What should you be looking for in a high-quality lubricant? First, you want to decide whether or not the lubricant will be used in close proximity of food; H1-certified lubricants are ideal for surfaces that will come into contact with food. On the other hand, H2-certified lubricants are ideal for surfaces where food contact is either non-existent or minimal. With that being said, the best lubricant is one that protects surfaces from heat and deposits as well as friction, corrosion, and wear. Additionally, the lubricant should provide oxidation stability, excellent thermal ability, and hydrolytic stability.


Also, all food-lubricants should be resistant to degradation, especially when they come contact with food, process chemicals, and water. Unlike the industrial industry, the food industry poses unique challenges and obstacles that must be overcome when it comes to lubrication, but these requirements ensures that consumer safety is at the forefront of all decisions.
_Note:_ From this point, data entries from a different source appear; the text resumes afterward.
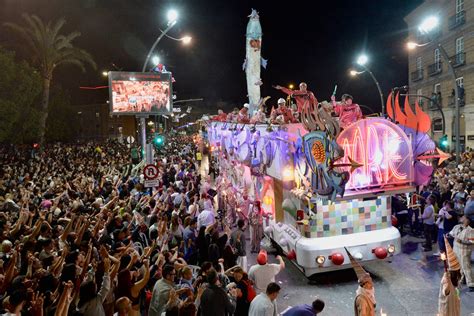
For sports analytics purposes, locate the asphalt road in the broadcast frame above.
[248,236,474,316]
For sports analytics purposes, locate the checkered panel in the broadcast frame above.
[303,196,392,237]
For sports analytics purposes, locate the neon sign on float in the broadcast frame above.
[337,118,413,190]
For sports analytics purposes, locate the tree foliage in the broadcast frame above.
[4,14,96,143]
[0,47,77,144]
[0,48,41,143]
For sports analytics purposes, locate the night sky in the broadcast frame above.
[0,0,422,113]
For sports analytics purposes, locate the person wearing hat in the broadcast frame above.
[237,103,250,123]
[227,108,239,123]
[249,249,285,292]
[449,215,474,292]
[438,237,461,316]
[344,247,377,316]
[275,82,318,113]
[331,94,362,128]
[248,201,264,253]
[270,98,296,124]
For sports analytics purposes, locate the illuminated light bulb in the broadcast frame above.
[282,167,294,181]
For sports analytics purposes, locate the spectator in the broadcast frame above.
[421,195,435,251]
[230,219,247,272]
[199,269,237,316]
[283,298,325,316]
[249,250,285,292]
[249,282,280,316]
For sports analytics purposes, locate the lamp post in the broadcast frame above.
[407,16,461,164]
[140,10,191,159]
[350,55,385,116]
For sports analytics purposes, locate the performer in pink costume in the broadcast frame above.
[331,94,362,128]
[275,82,318,113]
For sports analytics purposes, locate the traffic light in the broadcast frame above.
[153,134,165,146]
[439,135,448,150]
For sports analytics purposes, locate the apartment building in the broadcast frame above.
[405,0,474,149]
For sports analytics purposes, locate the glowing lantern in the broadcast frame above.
[373,247,387,259]
[263,195,273,205]
[329,252,344,266]
[282,167,295,181]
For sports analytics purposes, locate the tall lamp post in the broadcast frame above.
[350,55,385,116]
[140,10,191,158]
[407,16,461,164]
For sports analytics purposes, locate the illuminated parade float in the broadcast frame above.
[207,9,444,276]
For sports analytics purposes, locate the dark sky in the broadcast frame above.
[0,0,422,112]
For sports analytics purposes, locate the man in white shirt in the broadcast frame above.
[249,250,285,292]
[198,209,216,229]
[249,282,280,316]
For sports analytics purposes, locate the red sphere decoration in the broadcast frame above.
[374,247,388,259]
[392,215,398,227]
[286,249,296,260]
[331,252,344,266]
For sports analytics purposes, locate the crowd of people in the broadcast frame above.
[392,149,474,298]
[0,136,324,316]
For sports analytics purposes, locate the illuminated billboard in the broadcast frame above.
[109,71,173,115]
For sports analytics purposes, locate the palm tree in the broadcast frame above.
[4,14,97,144]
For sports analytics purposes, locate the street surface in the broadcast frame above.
[201,155,474,316]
Although we have discussed H1 and H2 lubricants, there is a third option, H3 lubricants. H3 lubricants are marketed as edible oil, meaning that they are safe to use around food. Obviously, this is a lot of information to take in, which is why you’re encouraged to visit, an online resource containing information relative to food-grade lubricants. All lubricants are subcategorized, based on H1, H2, and H3 compliance standards.

When it comes to choosing a food-grade lubricant, it is important that you make an informed decision. After all, the health and well being of consumers, as well as your commercial equipment, is at stake.